Citrus maxima (Burm.) Merr. RUTACEAE
Received as budwood from the Citrus Clonal Protection Program in 2002. This accession was named and introduced in Nagasaki, Japan in 1910, and received as seed by the USDA-ARS US Horticulture Research Station in Orlando, Florida, in 1965. This selection was made presumably during 1970-1980 in Florida, and was donated on April 29, 1998, from Florida DPI collection at ARB 11-17. DPI source was received from USDA Ahwanee Farm (AF66-34). AF source was in turn derived from Imokolee Farm (if-65-29) or same source as IF-65-29.

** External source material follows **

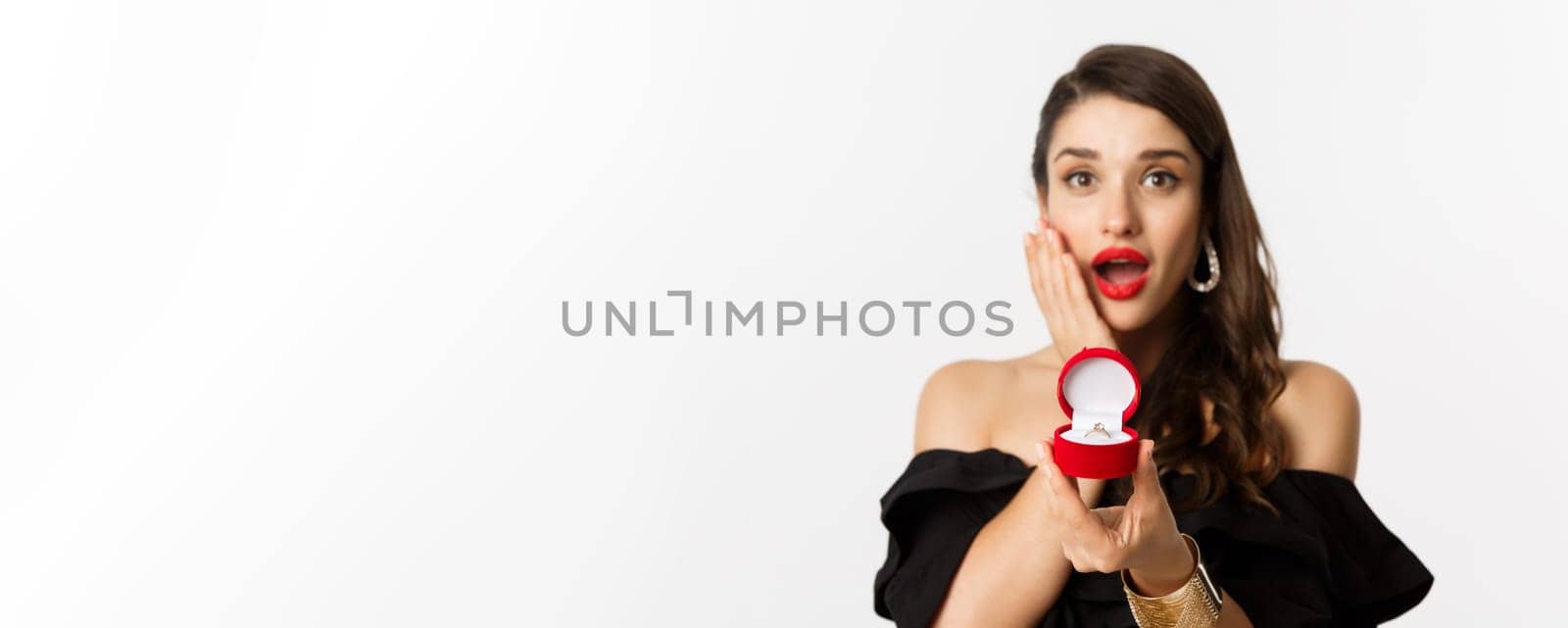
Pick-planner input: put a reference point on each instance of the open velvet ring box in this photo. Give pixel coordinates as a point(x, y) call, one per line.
point(1100, 390)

'Hirado buntan' originated as a chance seedling. The current accession, RCR 4122, is a pink-fleshed seedling selection of the standard 'Hirado buntan'.
Rootstocks of accession
Carrizo citrange, C-35 citrange
Season of ripeness at Riverside
October to November
Notes and observations
This is a pink-fleshed selection of 'Hirado Buntan'. According to the Citrus Industry, Vol I, p 536 (1967 edition), "Standard" 'Hirado Buntan' fruit are large, oblate, seedy, with slightly depressions at both ends. Flesh color is yellow when mature [note: this refers to the "standard" 'Hirado Buntan']. The medium-thick rind is smooth, glossy, and tightly adherent. The flesh is light greenish-yellow, tender, and moderately juicy. The segments are numerous with thin but tough carpellary membranes. Flavor is pleasant with well balance sugars and acids but with a trace of bitterness. Maturation is medium-early and storability is regarded as good. The trees are vigorous and medium-large in stature, with large, thick, broadly winged leaves. It is more cold-tolerant than most pummelos. 'Hirado Buntan' is the second most popular pummelo in Japan (after 'Banpeiyu'). According to Saunt (Citrus Varieties of the World, 2000, p 104), the pink-fleshed selection from Florida is now the preferred choice for planting. Saunt regards this selection as being of the highest quality outside of the eastern regions of Asia and to be the equal of 'Djeroek Deleema Kopjor' ('Pomelit') from South Africa. Information from Florida DPI indicates that this pink-fleshed selection has large fruit that are sweet and juicy, with around to oblate shape. The season (in Florida) is stated to be November through March, and the trees are stated to be alternate-bearing. (RRK, 08/2006)
Description from The Citrus Industry Vol. 1 (1967)
"Fruit large, oblate, slightly depressed at both ends; seedy. Color bright yellow when mature. Rind medium thick; surface smooth and glossy; tightly adherent. Segments numerous and carpellary membranes thin but tough. Flesh light greenish-yellow; tender and moderately juicy; flavor a pleasant blend of sugar and acid with trace of bitterness. Medium-early in maturity but stores well.
Tree vigorous, medium-large; leaves large, thick, and broadly winged. More cold-resistant than most pummelos.
This variety originated as a chance seedling in Nagasaki Prefecture of Japan, was named and introduced about 1910, and is currently second in importance there."